This invention relates to scratch resistant surfaces, and more particularly to a scratch resistant display such as a computer touch screen panel.
Surface scratches affect product appearance and function in detrimental ways. This is especially true in the optics and display industry where the surface is coated with a layer or layers intended to provide a specific function such as a filter or dielectric coating. In particular, computer touch screen panels are especially vulnerable. Touch screens have become more and more popular as a input device for computers. A touch is sensed by a touch screen when a finger or a stylus comes into contact with the outermost surface of the touch screen panel. The contact is translated into x and y coordinates of the finger or stylus on the panel. Since the data entry is based on contact, touch screen panels are inherently susceptible to scratches.

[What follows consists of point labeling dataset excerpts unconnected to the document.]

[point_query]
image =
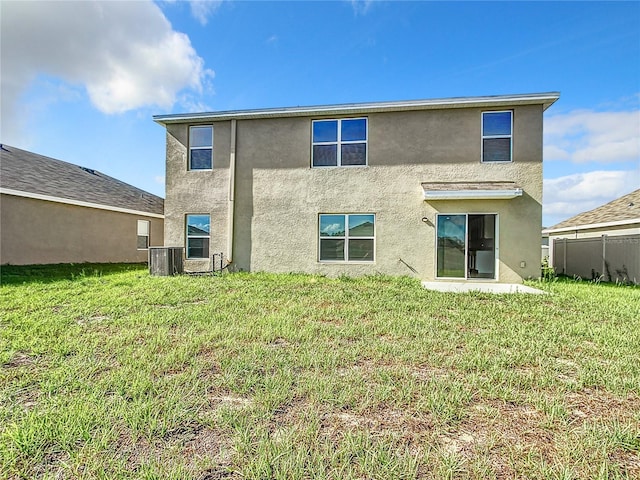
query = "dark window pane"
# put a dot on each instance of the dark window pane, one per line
(201, 137)
(325, 131)
(198, 224)
(361, 225)
(496, 123)
(198, 248)
(201, 159)
(361, 249)
(331, 249)
(451, 245)
(354, 129)
(496, 150)
(354, 154)
(325, 155)
(143, 242)
(331, 225)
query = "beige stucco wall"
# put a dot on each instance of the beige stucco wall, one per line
(279, 196)
(38, 232)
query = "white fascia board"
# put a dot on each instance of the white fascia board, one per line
(592, 226)
(473, 194)
(79, 203)
(546, 99)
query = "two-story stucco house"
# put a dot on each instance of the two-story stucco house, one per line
(445, 189)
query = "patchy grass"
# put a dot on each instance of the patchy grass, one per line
(107, 372)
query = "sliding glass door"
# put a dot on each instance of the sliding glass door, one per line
(466, 246)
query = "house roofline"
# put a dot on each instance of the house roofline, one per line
(545, 99)
(79, 203)
(590, 226)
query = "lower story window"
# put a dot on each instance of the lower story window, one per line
(198, 234)
(347, 237)
(143, 234)
(467, 246)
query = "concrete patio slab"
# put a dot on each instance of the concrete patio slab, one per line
(461, 287)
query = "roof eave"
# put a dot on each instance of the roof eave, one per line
(544, 99)
(591, 226)
(505, 194)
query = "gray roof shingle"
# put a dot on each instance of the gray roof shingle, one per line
(32, 173)
(626, 207)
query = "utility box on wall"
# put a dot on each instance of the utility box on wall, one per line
(165, 261)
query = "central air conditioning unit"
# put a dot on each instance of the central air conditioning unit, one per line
(165, 261)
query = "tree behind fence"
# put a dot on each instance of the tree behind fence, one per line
(611, 259)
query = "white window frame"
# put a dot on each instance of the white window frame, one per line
(147, 224)
(339, 142)
(496, 248)
(488, 137)
(347, 238)
(206, 147)
(188, 237)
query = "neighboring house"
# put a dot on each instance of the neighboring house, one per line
(601, 243)
(545, 246)
(56, 212)
(445, 189)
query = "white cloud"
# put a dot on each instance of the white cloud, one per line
(585, 136)
(361, 7)
(569, 195)
(125, 54)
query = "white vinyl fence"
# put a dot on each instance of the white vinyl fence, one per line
(611, 259)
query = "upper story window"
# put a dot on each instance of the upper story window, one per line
(201, 147)
(143, 234)
(497, 128)
(339, 143)
(347, 237)
(198, 234)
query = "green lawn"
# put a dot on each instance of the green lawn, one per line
(107, 373)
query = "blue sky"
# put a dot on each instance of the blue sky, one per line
(81, 80)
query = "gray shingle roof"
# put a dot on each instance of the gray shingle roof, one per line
(32, 173)
(626, 207)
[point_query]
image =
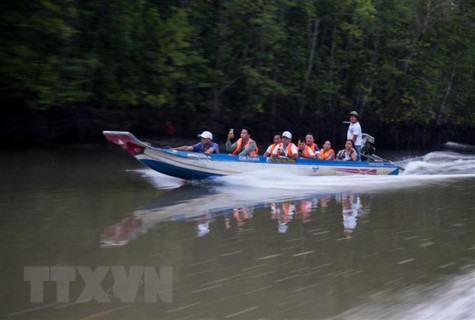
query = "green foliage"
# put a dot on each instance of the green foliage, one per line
(401, 61)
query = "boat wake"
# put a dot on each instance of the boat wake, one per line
(433, 168)
(440, 163)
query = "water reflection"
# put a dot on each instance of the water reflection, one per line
(202, 206)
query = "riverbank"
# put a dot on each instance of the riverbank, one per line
(65, 125)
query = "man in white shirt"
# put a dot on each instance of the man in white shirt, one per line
(355, 133)
(286, 148)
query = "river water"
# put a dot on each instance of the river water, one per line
(241, 247)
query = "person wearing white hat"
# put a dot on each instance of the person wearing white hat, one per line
(206, 145)
(286, 148)
(244, 146)
(355, 133)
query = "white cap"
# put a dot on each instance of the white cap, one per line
(206, 135)
(287, 134)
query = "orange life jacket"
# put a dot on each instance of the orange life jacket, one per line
(313, 146)
(305, 153)
(238, 149)
(272, 147)
(326, 154)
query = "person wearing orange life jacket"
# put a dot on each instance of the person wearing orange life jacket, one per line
(327, 153)
(244, 146)
(304, 150)
(286, 148)
(271, 148)
(310, 142)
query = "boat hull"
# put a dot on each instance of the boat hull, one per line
(196, 166)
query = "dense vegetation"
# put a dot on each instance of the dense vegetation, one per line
(405, 62)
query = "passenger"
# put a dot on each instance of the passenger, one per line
(327, 153)
(286, 148)
(349, 153)
(311, 143)
(244, 146)
(354, 133)
(206, 146)
(271, 148)
(304, 150)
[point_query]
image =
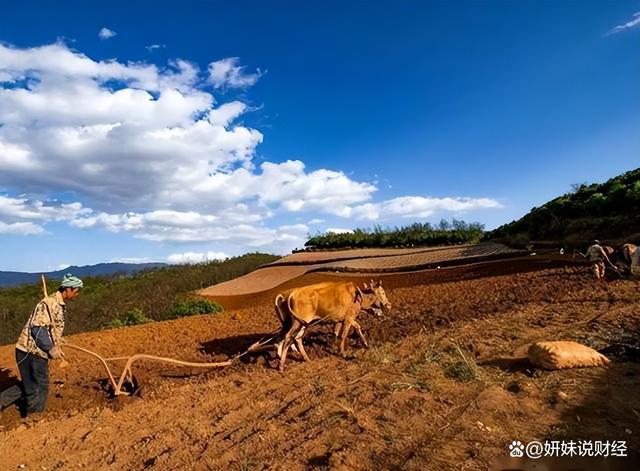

A scratch is made by a plastic deformation on a surface. The force that produces a scratch can be divided into two components: a component that is perpendicular to the surface and another component parallel to the surface. The component perpendicular to the surface produces a plastic deformation on the surface and the component parallel to the surface extends the damage by plowing material out of the way. The damage due to the perpendicular component is dependent upon on the friction of the contact surfaces. The higher the friction coefficient, the larger the perpendicular component and thus the more damage which results.
Two of the most widely employed approaches for providing scratch resistance to a surface are the introduction of lubricants and solid/hard protective coatings applied to the outer most layer of the touch screen. The introduction of a lubricant reduces the energy dissipation along the surface attributable to the vertical component which would otherwise cause damage to the surface. Solid/hard coatings are intended to avoid the initial plastic deformation in the first place. Neither lubricants nor solid/hard protective coatings, however, provide sufficient scratch resistance to touch screen panels.
Non-homeotropic organosilanes have long been used as coupling agents which provide a stable bond between dissimilar surfaces. It is an important characteristic of coupling agents that they form a chemical bond to surface materials. Most of the anti-scratch surface treatments involve providing hard coatings although some use organosilanes to improve lubricity of glass surfaces.
Several other families of organosilanes have been tested. These include alkylsiloxanes, alkylaminosiloxanes, perfluoroalkylsiloxanes. None of these organosilanes, however, have been found to improve scratch resistance to the extent required for touch screen panels.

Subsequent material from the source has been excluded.